The Scott vs. Sandford case was an extremely historical event in the United States because this was the first time a slave tried to sue his owner for his freedom. Like every other court case in the U.S. there was the Defendant, the Plaintiff, and the Judge. The issue was brought to court by the plaintiff, Dred Scott, a slave with a wife and two daughters, who argued that his service for his first owner, Dr. Emerson, in Illinois, a state from which slavery has been excluded by the Missouri Compromise, made him a free man with full rights as any other American citizen. But Dred didn’t stay in Illinois, he returned with his owner, Dr. Emerson, to Missouri where Plaintiff was sold to Sandford, the defendant in this case. Dred sued Sandford for his freedom, claiming to be a citizen of the United States. John Sandford, a slave owner in the 1800’s was also accused of beating his slave family for no reason and depriving Dred and his family of their liberty; Dred considering himself a citizen of the United States. The third important person in this case was the Chief Justice, which was judge Roger B. Taney.

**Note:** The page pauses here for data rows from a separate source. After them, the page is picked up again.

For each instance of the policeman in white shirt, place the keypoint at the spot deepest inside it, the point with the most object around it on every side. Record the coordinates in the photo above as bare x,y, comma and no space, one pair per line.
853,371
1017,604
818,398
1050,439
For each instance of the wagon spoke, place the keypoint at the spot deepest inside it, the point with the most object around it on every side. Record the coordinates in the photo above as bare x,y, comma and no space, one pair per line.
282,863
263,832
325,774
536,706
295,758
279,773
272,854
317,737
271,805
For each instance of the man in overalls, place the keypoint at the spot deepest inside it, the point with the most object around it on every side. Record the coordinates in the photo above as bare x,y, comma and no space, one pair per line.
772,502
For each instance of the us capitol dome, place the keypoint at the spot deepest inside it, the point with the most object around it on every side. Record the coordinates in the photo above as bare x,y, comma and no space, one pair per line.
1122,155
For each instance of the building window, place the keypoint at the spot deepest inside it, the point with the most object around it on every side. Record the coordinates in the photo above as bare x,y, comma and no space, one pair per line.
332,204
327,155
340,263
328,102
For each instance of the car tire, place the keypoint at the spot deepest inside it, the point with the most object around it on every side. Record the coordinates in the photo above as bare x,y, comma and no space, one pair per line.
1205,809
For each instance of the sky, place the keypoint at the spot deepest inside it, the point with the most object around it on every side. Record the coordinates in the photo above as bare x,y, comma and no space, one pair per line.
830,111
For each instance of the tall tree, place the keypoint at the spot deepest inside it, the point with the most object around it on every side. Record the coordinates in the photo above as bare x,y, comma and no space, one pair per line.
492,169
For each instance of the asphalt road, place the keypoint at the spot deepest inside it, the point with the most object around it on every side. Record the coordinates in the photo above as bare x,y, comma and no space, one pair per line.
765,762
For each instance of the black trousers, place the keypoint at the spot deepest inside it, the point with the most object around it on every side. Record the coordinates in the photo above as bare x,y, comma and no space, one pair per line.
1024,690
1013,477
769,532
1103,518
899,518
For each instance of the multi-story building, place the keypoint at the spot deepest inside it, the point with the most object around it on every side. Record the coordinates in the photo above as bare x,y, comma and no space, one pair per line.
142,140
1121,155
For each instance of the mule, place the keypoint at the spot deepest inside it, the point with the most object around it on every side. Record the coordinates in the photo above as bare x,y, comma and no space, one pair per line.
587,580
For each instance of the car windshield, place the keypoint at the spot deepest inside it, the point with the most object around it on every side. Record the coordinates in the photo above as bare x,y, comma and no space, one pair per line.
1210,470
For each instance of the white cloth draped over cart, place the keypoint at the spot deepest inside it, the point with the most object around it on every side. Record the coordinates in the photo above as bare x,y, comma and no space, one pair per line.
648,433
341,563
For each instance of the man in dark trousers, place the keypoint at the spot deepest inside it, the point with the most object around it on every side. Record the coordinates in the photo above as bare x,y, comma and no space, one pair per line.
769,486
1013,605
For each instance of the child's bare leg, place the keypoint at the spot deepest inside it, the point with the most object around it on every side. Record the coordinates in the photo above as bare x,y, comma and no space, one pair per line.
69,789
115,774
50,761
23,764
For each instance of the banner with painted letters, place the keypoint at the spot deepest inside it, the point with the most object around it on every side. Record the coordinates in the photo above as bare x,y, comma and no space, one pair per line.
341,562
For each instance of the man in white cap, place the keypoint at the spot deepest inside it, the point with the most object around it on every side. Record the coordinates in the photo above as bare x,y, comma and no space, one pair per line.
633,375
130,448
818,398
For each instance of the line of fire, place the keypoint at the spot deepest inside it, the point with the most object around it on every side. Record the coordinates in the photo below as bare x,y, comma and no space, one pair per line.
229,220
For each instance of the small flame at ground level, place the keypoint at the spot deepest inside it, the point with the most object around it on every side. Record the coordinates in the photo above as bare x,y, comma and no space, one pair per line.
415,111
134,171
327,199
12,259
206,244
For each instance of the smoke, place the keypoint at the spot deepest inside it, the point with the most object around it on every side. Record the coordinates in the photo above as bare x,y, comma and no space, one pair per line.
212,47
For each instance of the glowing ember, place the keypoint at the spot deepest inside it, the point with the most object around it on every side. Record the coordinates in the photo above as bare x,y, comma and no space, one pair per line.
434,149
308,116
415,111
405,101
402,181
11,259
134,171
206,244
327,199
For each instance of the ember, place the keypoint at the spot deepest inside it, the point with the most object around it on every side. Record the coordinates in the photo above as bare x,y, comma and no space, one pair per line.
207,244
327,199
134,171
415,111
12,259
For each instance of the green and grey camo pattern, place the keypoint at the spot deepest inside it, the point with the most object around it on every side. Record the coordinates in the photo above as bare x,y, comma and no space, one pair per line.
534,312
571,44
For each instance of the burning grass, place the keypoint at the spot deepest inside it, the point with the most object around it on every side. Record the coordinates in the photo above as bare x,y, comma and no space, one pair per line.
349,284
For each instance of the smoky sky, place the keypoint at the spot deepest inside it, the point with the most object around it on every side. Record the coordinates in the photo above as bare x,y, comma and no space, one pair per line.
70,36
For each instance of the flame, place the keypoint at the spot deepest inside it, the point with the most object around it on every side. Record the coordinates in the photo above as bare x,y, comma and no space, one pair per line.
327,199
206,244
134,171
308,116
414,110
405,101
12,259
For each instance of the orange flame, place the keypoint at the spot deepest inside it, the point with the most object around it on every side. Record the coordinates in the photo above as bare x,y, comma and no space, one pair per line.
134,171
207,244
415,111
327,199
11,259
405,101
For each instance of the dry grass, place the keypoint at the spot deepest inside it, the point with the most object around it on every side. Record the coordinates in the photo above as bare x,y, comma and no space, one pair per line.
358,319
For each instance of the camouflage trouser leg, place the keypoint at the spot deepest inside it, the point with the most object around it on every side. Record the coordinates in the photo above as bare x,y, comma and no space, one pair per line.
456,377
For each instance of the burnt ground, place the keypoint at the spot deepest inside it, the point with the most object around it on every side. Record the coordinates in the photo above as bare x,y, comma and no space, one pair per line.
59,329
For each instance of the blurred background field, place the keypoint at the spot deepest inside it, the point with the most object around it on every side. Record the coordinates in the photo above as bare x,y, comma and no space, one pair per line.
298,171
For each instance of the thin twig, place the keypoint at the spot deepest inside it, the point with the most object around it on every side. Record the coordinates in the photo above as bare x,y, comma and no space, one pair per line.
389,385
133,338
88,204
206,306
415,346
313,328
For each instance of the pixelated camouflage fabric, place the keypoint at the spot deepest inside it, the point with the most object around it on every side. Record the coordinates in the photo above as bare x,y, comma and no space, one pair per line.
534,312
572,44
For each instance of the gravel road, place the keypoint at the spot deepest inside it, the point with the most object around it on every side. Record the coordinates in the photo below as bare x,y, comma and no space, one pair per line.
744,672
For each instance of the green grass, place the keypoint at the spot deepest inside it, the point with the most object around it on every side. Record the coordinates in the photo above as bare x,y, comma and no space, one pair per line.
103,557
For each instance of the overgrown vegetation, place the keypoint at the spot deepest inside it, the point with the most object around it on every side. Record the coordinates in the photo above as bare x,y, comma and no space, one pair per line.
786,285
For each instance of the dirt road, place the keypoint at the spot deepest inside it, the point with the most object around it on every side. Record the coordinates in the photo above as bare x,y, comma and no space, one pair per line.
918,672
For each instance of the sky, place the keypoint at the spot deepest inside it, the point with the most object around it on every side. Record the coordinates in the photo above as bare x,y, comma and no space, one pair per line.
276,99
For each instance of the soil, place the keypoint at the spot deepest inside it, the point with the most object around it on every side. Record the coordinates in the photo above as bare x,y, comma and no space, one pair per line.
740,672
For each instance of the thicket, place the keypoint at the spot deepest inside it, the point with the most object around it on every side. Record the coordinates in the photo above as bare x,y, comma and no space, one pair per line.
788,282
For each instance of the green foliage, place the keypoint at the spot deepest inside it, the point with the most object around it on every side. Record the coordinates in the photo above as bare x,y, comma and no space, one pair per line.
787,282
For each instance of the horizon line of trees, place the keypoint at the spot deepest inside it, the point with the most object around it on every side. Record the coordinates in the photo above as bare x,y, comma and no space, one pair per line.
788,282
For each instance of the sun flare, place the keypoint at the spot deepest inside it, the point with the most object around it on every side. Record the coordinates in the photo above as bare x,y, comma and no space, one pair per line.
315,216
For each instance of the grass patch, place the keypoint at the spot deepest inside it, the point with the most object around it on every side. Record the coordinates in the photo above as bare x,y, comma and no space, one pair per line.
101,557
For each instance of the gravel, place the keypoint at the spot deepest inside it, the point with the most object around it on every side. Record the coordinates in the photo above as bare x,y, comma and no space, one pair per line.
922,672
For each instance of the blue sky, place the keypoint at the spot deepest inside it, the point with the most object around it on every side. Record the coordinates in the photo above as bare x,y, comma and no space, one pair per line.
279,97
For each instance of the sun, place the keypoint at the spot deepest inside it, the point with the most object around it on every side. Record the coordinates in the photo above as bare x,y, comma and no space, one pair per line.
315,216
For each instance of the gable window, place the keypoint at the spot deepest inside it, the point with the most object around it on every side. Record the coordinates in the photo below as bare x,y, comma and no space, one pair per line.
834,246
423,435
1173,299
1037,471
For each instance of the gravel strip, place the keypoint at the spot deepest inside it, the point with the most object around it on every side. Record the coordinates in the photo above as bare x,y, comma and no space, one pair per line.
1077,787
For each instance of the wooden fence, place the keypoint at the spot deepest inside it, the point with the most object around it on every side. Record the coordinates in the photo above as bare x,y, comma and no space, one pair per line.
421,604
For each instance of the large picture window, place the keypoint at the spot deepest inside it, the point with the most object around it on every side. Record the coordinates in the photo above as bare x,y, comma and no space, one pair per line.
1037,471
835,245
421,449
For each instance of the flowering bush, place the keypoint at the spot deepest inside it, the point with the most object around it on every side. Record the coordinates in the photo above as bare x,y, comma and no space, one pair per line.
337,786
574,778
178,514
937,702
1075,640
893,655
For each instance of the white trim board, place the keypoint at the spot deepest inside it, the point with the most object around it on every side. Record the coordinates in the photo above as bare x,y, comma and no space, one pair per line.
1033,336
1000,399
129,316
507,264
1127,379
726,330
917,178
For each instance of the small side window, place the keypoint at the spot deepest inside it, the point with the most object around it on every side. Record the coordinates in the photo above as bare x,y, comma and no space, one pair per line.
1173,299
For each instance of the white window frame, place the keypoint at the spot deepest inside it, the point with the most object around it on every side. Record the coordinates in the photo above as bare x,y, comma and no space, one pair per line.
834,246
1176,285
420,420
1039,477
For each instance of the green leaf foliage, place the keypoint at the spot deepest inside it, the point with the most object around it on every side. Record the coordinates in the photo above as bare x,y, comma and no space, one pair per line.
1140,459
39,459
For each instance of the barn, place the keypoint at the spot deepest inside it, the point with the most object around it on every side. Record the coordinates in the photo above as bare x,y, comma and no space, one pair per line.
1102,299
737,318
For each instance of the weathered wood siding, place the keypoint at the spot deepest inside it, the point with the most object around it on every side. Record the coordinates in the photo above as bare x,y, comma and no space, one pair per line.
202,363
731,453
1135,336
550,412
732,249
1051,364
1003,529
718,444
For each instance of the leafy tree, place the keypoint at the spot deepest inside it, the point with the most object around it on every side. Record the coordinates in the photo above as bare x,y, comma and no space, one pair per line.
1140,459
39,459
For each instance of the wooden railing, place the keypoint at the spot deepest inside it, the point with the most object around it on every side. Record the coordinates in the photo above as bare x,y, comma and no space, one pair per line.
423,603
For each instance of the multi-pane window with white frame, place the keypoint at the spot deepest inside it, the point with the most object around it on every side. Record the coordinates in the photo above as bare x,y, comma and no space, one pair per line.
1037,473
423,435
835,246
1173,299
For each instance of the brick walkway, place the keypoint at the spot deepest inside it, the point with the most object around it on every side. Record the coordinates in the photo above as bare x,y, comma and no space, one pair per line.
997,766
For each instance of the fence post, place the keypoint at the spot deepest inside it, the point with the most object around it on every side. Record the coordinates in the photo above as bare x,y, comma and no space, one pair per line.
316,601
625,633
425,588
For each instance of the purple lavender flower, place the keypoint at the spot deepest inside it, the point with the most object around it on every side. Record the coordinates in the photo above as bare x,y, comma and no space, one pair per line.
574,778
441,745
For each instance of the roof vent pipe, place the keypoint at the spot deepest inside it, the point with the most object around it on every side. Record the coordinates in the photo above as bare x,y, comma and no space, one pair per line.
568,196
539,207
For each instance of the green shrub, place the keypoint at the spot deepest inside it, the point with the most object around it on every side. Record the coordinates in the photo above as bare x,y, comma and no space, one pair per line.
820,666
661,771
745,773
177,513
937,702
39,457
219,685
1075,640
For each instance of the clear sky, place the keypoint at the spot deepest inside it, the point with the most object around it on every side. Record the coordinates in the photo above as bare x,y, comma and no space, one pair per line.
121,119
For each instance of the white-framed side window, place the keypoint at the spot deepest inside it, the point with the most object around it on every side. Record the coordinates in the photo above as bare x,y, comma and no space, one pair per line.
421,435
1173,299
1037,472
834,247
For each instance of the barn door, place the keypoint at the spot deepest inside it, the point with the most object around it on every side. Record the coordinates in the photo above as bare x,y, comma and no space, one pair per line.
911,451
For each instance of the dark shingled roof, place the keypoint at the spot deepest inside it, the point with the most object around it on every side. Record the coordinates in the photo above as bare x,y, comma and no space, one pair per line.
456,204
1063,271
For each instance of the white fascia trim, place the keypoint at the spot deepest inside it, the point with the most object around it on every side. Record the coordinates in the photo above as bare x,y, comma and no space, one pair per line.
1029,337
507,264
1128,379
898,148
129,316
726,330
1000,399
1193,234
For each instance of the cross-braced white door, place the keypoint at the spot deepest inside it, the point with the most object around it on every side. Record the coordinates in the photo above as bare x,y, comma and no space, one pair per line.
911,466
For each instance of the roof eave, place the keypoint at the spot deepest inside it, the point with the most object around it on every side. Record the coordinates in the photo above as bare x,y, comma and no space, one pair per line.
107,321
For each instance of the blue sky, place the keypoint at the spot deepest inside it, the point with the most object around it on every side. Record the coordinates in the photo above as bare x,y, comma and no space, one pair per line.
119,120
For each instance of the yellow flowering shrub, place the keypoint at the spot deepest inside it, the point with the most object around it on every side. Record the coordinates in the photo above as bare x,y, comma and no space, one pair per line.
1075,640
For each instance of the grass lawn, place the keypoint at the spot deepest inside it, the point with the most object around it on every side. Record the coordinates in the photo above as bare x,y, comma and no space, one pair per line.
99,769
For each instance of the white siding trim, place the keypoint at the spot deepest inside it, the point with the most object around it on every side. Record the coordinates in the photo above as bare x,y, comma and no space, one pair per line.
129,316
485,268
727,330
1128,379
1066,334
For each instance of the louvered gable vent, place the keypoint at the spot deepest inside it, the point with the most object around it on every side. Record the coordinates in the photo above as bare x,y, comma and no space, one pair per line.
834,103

Both sides had laws to back their sides. Missouri for example has laws banning slavery in their state, so Dred Scott is basing his case on that fact. He also sued the United States for his freedom, claiming to be a citizen of Missouri, based on having obtained freedom by living there, in a free state, for a long period of time. In court, Sandford which was represented by The United States, denied the violent actions and said that he did not beat his slaves he just handled them in a firm but gentle way. He also argued Dred is still a slave because he was born and bought in the south and was considered property. Since he was moved as property to the North his status of property couldn’t change. Another problem Dred had to face because he was considered property was the fact that he couldn’t bring issues to court.
Based on the way they were thinking back then, this whole case shouldn’t even exist in the first place. The important issue of the case was if it was possible for a slave to be considered a citizen because he lived in a free state. If he was still considered a slave, slavery could exist in the north, where they didn’t accept slavery, as long as the slave was born and bought in the south, where they were encouraging and still practicing slavery. In the Constitution it says that every citizen has the right to sue in court so another reason why this was such a big decision was that the Supreme Court had to decide if Congress had the power to decide if a black man was a citizen.
Did Congress have the power to prohibit slavery? No. Can a slave be considered a citizen and as such become entitled to all the rights, privileges and immunities granted to citizens under the United States Constitution? No, and Dred did not become free by going into a state, which prohibited slavery. Therefore the Supreme court decided that Sandford was not guilty and that Scott, as a slave, had no right to sue his owner since ‘it’ was his property. The court ended up having a vote 7-2 against Dred Scott implying that he was not a U.S. citizen. The decision the Supreme Court made was a violation of the Missouri Compromise, but their reasoning was that they said that it was unconstitutional. That caused anger in the North, which eventually led to the Civil War. This is the the reason why this case is also called the Case which started the Civil War.